Fundamental Flaws and Missing Safeguards
Lack of a Long-Term Vision
Experts point out that rising housing prices and soaring household debt are two sides of the same coin, with mortgages comprising the bulk of household liabilities. To foster a healthier economy, they argue, liquidity needs to be redirected from real estate into more productive sectors like technology and biotech. This requires a fundamental shift in policy that makes holding excessively expensive property a financial burden rather than a path to wealth.
However, the October 15 measures lack this transformative vision. There are no provisions to encourage owners of high-value homes to sell, which would increase the supply of existing homes on the market.
Impact on Non-Homeowners
A crucial oversight in the new policy is the lack of consideration for non-homeowners and young people. The primary goal of housing policy should be residential stability, yet these regulations may have adverse effects. For instance, the requirement for buyers in land transaction permit zones to reside in their purchased property for two years effectively removes these units from the rental market. This reduces the supply of `jeonse` (lump-sum deposit) rentals, forcing more tenants into the more expensive monthly rental system and increasing their cost of living.

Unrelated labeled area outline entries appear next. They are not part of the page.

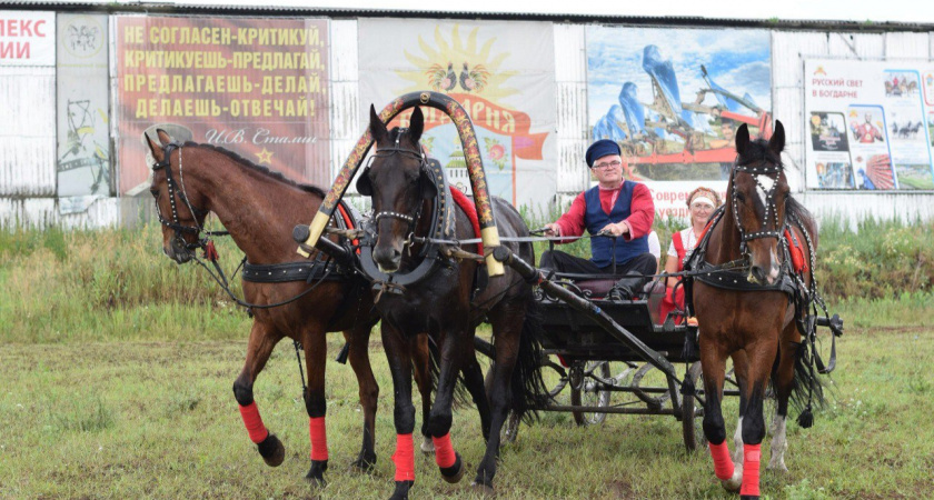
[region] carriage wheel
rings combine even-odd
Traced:
[[[700,377],[700,361],[696,361],[690,366],[687,370],[687,377],[690,377],[690,380],[694,381],[696,390],[703,390],[704,380]],[[694,394],[682,398],[682,432],[684,434],[684,446],[687,448],[688,453],[696,451],[698,447],[703,447],[707,441],[702,426],[704,408],[698,407],[697,402],[697,398]]]
[[[663,392],[660,396],[655,397],[648,392],[639,390],[639,383],[642,383],[642,379],[652,371],[655,367],[649,363],[645,363],[636,370],[636,374],[633,376],[633,381],[630,383],[633,388],[633,393],[636,394],[637,398],[643,400],[648,408],[653,410],[660,410],[662,407],[665,406],[665,402],[670,399],[672,394],[668,392]]]
[[[578,367],[575,368],[579,370]],[[576,377],[574,377],[573,373],[573,382],[577,382],[577,380],[574,380],[575,378]],[[612,376],[609,372],[609,361],[587,361],[587,364],[584,366],[583,373],[579,374],[579,378],[580,380],[578,383],[570,384],[572,406],[599,408],[609,407],[609,397],[612,392],[598,390],[599,381],[597,380],[610,380]],[[599,411],[572,411],[572,414],[574,416],[574,421],[577,422],[578,426],[597,426],[606,420],[606,413]]]

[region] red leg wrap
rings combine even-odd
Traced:
[[[707,443],[711,447],[711,457],[714,459],[714,474],[721,481],[726,481],[733,477],[733,460],[729,459],[729,446],[724,440],[719,444],[712,442]]]
[[[758,466],[762,444],[743,444],[743,487],[739,494],[758,497]]]
[[[325,431],[325,418],[308,419],[308,436],[311,437],[311,460],[328,459],[328,433]]]
[[[396,464],[396,481],[415,481],[415,446],[411,434],[396,434],[393,463]]]
[[[256,407],[256,401],[240,407],[240,417],[244,418],[244,426],[247,427],[247,432],[250,433],[250,441],[259,444],[261,443],[269,431],[262,424],[262,419],[259,417],[259,409]]]
[[[450,432],[440,438],[431,437],[431,442],[435,443],[435,463],[441,469],[454,467],[457,457],[454,453],[454,444],[450,443]]]

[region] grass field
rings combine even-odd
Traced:
[[[833,399],[814,428],[789,426],[789,472],[763,474],[771,498],[934,497],[934,306],[913,326],[892,326],[885,304],[858,308],[864,326],[838,347]],[[897,308],[895,308],[897,309]],[[860,323],[856,311],[849,324]],[[155,332],[151,333],[153,337]],[[240,422],[230,387],[246,342],[188,340],[7,344],[0,378],[0,497],[385,498],[393,489],[391,383],[374,341],[381,388],[376,471],[349,472],[361,413],[349,367],[328,366],[329,483],[309,487],[307,417],[295,352],[281,343],[257,382],[264,419],[287,447],[270,469]],[[339,350],[339,336],[328,346]],[[735,416],[735,402],[727,404]],[[420,421],[420,416],[419,416]],[[728,419],[735,422],[735,417]],[[546,413],[504,450],[496,486],[505,498],[729,498],[705,452],[686,454],[672,417],[609,416],[577,428]],[[731,423],[732,426],[732,423]],[[470,472],[483,454],[471,408],[455,414],[455,446]],[[767,444],[764,444],[764,450]],[[415,498],[471,497],[434,460],[416,458]]]
[[[308,423],[291,344],[277,347],[256,384],[264,420],[287,449],[285,463],[270,469],[231,391],[250,320],[200,269],[159,256],[156,241],[151,227],[0,234],[0,498],[388,497],[395,430],[378,336],[376,470],[347,470],[362,416],[352,371],[329,361],[329,482],[312,488],[302,479]],[[220,250],[232,269],[232,246]],[[934,498],[934,296],[925,273],[907,274],[924,291],[866,299],[849,289],[833,298],[847,329],[829,404],[814,428],[789,424],[789,472],[764,472],[765,496]],[[330,359],[340,346],[331,336]],[[732,428],[735,401],[725,413]],[[473,497],[484,449],[473,408],[456,411],[453,438],[468,467],[464,482],[445,483],[434,459],[419,454],[414,498]],[[577,428],[569,414],[543,413],[501,460],[504,498],[734,497],[704,450],[684,451],[672,417],[609,416]]]

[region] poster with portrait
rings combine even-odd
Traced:
[[[926,66],[805,61],[808,188],[934,190]]]
[[[474,122],[490,194],[545,208],[557,189],[553,33],[544,22],[360,19],[362,123],[370,104],[378,112],[408,92],[446,93]],[[455,126],[437,109],[423,112],[423,146],[469,192]]]
[[[111,196],[107,33],[105,14],[58,17],[59,198]]]
[[[771,136],[768,31],[587,28],[592,139],[623,150],[660,216],[684,218],[697,186],[726,190],[736,129]]]
[[[330,182],[326,19],[116,22],[121,193],[148,187],[142,133],[157,127],[296,181]]]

Political Pressures and Market Uncertainty
Ultimately, many analysts believe the policy's shortcomings are rooted in political calculations. With local elections scheduled for next June, the Lee administration and the ruling Democratic Party of Korea are likely hesitant to implement more drastic—and potentially unpopular—measures like significant tax hikes. Such policies could alienate affluent homeowners, a key voter demographic.
This approach suggests a prioritization of short-term political stability over long-term market health. As a result, while the market may see a temporary dip in transaction volume, the core issues of excessive liquidity and high investment expectations remain unaddressed, pointing toward a potential resurgence in prices in the near future.